In this blog series, Skookum’s Director of Development, Mark Flowers, shares a sampling of news stories that caught our attention last week. Check back every Monday for a quick rundown, in case you missed it.
To the surprise of no one, Square has developed an NFC and Chip reader to enable small businesses to accept payments from Google Wallet, Apple Pay and others as well as the fancy new chip enabled cards. This is an obvious next step for them, but is great to see that I can now buy falafells from a food truck without pulling out a credit card "like an animal". Joking aside, this looks like an elegant solution for Chips and NFC, but it is odd that it doesn’t handle swiping cards at all, requiring the older reader to accept cards that don’t have a chip in them yet.

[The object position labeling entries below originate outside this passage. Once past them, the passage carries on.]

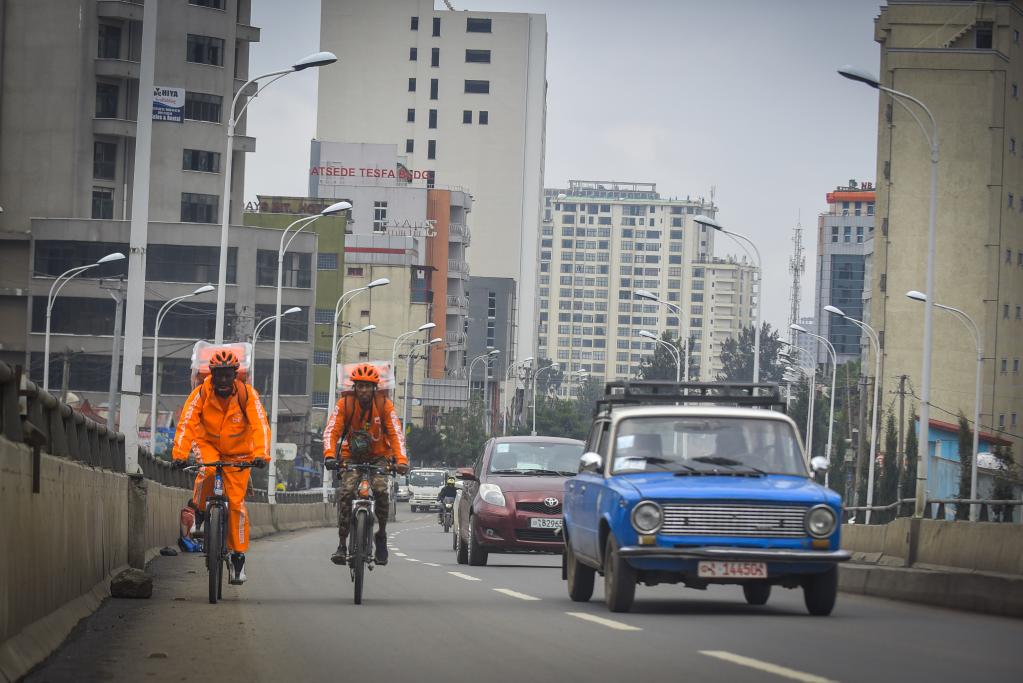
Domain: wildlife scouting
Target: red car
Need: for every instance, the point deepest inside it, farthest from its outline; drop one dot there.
(512, 498)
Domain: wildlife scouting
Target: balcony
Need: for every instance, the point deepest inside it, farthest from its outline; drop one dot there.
(118, 69)
(116, 127)
(120, 9)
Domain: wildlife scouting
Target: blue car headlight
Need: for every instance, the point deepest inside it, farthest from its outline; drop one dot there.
(647, 516)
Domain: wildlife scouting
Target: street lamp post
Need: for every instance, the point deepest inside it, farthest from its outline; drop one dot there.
(408, 376)
(339, 308)
(873, 334)
(58, 284)
(925, 381)
(161, 314)
(683, 338)
(675, 355)
(831, 413)
(978, 337)
(313, 60)
(711, 223)
(536, 376)
(285, 241)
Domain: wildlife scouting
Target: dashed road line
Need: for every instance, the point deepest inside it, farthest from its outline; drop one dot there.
(515, 594)
(610, 623)
(767, 667)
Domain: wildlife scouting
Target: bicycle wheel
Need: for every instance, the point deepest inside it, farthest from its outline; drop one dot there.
(215, 550)
(359, 553)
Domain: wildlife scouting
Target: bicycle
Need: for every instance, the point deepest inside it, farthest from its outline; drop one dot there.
(360, 530)
(215, 536)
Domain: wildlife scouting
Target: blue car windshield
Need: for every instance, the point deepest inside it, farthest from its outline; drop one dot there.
(703, 445)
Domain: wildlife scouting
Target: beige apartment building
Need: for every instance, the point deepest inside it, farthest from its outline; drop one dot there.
(601, 242)
(962, 59)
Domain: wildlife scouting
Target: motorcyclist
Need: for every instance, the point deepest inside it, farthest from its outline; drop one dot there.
(447, 491)
(223, 419)
(369, 418)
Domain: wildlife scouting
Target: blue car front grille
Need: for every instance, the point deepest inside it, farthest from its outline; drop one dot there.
(735, 519)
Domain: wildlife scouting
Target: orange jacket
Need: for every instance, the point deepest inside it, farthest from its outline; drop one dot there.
(387, 443)
(235, 425)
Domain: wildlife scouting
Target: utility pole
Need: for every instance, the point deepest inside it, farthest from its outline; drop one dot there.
(118, 293)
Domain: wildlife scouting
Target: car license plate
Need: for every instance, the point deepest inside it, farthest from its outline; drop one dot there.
(545, 522)
(719, 570)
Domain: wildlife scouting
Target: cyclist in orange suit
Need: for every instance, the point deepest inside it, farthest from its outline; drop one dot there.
(223, 419)
(367, 428)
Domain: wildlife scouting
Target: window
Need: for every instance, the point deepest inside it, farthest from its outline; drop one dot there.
(201, 106)
(198, 208)
(102, 202)
(205, 50)
(106, 100)
(198, 160)
(109, 42)
(104, 157)
(380, 216)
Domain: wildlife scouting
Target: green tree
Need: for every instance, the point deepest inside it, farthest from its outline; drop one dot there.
(966, 464)
(737, 356)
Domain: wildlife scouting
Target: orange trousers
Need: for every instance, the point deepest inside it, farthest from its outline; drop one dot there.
(235, 486)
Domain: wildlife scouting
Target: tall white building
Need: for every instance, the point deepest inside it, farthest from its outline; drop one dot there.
(463, 95)
(603, 241)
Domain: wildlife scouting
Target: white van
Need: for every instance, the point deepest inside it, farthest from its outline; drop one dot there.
(424, 487)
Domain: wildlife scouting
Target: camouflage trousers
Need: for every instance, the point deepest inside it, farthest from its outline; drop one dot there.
(381, 486)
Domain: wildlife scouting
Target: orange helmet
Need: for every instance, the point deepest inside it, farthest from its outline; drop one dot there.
(224, 359)
(365, 372)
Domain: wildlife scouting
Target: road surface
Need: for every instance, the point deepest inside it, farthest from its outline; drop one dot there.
(426, 618)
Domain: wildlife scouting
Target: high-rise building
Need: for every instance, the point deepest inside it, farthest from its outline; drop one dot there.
(963, 60)
(69, 96)
(845, 242)
(462, 93)
(603, 241)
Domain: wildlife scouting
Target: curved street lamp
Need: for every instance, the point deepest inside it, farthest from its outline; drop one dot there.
(58, 284)
(161, 314)
(931, 136)
(309, 61)
(978, 337)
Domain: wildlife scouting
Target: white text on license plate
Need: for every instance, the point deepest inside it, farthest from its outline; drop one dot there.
(719, 570)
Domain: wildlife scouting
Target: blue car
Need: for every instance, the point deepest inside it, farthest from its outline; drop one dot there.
(699, 485)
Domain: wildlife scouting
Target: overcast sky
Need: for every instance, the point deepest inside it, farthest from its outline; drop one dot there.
(740, 95)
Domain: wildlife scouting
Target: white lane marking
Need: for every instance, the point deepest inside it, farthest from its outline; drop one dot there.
(610, 623)
(516, 594)
(784, 672)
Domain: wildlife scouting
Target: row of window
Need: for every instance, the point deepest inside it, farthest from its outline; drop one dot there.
(472, 56)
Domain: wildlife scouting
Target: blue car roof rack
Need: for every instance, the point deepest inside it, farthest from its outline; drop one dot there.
(650, 392)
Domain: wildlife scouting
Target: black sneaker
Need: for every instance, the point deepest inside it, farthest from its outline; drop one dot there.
(237, 573)
(381, 549)
(340, 555)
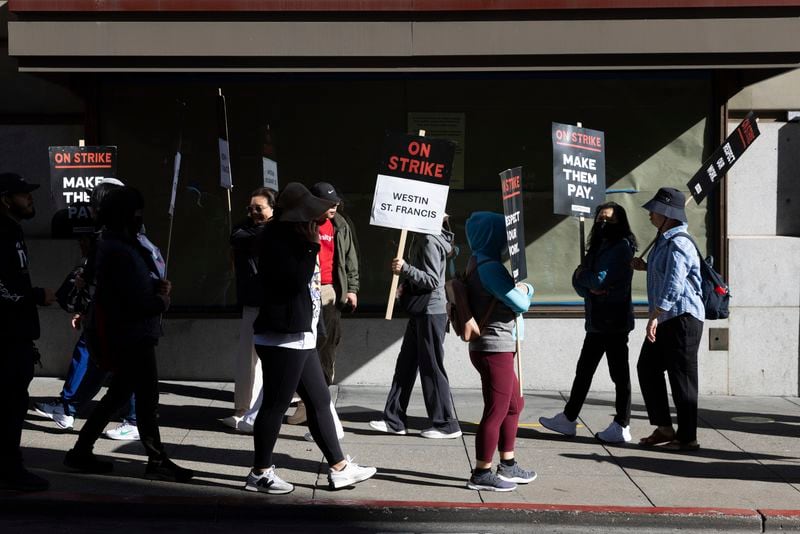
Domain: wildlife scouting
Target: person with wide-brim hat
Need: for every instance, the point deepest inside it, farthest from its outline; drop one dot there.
(674, 326)
(286, 338)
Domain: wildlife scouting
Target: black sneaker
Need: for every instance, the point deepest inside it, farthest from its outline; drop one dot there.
(167, 470)
(20, 479)
(87, 462)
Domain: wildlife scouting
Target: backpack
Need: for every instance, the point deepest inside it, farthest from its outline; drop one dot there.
(716, 294)
(459, 313)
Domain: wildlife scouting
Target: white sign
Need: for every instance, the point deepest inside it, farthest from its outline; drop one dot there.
(410, 204)
(270, 173)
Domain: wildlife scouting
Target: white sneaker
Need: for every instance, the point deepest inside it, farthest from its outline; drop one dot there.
(615, 433)
(238, 423)
(55, 410)
(559, 423)
(435, 433)
(383, 426)
(124, 432)
(267, 482)
(352, 473)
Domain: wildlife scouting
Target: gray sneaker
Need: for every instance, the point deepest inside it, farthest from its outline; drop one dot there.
(267, 482)
(514, 473)
(489, 482)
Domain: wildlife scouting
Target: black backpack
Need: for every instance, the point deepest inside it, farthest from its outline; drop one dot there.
(716, 294)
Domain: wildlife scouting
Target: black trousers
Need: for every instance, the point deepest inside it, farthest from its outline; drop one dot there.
(422, 351)
(675, 351)
(286, 371)
(137, 372)
(615, 347)
(16, 372)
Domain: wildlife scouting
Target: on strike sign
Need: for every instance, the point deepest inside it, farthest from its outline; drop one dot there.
(511, 186)
(76, 170)
(579, 170)
(714, 168)
(413, 182)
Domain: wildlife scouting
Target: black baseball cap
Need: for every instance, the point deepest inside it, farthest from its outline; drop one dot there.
(11, 183)
(326, 191)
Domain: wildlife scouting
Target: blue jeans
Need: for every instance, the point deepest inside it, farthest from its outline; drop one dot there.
(84, 380)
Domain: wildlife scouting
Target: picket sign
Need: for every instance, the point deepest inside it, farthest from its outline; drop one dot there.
(396, 277)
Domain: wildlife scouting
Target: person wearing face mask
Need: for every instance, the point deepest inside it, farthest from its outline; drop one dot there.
(128, 302)
(603, 279)
(244, 246)
(19, 328)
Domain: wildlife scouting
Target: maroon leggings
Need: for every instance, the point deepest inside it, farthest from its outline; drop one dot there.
(502, 403)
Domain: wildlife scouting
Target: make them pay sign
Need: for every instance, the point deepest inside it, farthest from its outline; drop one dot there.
(413, 183)
(578, 169)
(76, 171)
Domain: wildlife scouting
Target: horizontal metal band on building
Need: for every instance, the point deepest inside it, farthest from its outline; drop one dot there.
(409, 45)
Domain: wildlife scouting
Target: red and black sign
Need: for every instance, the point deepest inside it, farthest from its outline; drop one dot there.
(417, 158)
(714, 168)
(511, 186)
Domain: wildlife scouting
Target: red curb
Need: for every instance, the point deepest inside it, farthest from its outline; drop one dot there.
(378, 504)
(779, 513)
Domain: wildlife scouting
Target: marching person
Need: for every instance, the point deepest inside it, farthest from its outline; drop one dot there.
(128, 302)
(422, 351)
(492, 290)
(244, 244)
(286, 341)
(19, 328)
(338, 262)
(674, 326)
(604, 281)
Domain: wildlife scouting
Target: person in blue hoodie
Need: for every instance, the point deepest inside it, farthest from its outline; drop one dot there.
(603, 279)
(492, 291)
(422, 350)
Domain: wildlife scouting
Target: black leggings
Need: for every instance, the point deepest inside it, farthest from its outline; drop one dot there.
(286, 371)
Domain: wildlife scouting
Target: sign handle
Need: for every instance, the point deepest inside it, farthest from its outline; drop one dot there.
(396, 277)
(519, 358)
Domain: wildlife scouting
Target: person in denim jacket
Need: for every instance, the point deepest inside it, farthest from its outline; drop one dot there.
(604, 281)
(674, 326)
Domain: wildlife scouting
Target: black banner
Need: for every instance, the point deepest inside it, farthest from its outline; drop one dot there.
(579, 170)
(511, 187)
(714, 168)
(417, 158)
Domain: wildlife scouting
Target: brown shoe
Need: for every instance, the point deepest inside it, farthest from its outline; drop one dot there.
(299, 415)
(657, 438)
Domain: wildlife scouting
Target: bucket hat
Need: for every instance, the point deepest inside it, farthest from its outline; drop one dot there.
(668, 202)
(326, 191)
(297, 204)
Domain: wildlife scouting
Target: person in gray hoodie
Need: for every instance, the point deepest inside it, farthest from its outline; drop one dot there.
(423, 343)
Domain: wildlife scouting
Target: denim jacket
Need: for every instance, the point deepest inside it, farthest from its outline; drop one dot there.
(673, 276)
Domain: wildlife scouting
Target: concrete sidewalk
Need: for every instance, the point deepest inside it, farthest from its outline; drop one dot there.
(748, 470)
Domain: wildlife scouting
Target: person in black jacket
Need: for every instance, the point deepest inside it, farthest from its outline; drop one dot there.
(244, 240)
(19, 328)
(128, 301)
(286, 341)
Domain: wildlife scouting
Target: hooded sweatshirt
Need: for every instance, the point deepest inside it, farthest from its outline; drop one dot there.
(486, 234)
(426, 265)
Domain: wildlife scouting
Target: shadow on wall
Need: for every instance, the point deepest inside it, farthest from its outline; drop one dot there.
(788, 193)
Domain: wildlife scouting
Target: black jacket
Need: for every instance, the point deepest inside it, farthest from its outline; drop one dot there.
(244, 242)
(286, 264)
(19, 319)
(126, 290)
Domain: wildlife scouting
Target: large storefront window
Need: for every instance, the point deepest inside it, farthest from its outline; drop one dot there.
(331, 127)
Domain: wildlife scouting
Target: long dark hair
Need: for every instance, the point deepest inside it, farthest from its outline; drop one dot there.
(613, 232)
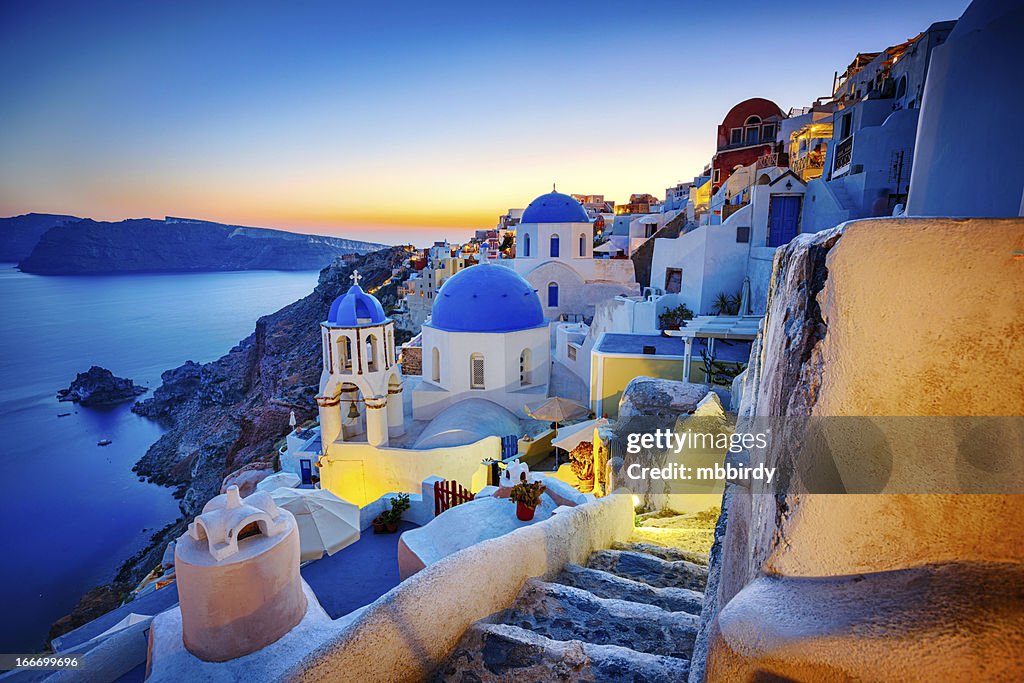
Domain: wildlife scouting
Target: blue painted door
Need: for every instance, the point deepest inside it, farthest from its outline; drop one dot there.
(783, 220)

Like me you might have seen the recent TV spots for Samsung Pay and wondered how it actually works with that old blue credit card machine that you see at Antique stores and convenience stores in the middle of technology wastelands. Well, it looks like Samsung is using Magnetic Secure Transmission (MST) that was developed by LoopPay, who Samsung acquired early in 2015. MST works by using an electromagnet inside of the most recent Samsung Galaxy phones to mimic the magnetic pulses that the standard credit card swipe machine reads to get the credit card information to the machine to process it. Its a really clever solution to increase the adoption rate of mobile payments, but at the same time isn’t moving customers, or more importantly store owners, to future looking technologies for mobile payments. Samsung pay does work with NFC as well; however, by not incentivizing store owners to upgrade their credit card processing equipment, this technology could ultimatley hinder the overall growth of mobile payments.
In other news this week it came out that internally Google employees prototyped a Star Trek like communicator badge that will scour the internet for you. While satisfying the geek in all of us, in actual use it is a less than thrilling to have passersby hear your search for "What is Updog" and then be chastised by Google that it is a cruel prank that your friends are playing on you. But at its heart, this embarassing situation is central to why Siri and Google Now and other voice based personal assistants will always struggle to catch on. People struggle with the privacy implications of other people knowing that you want to be reminded to buy more gummy bears and Butterfingers this evening.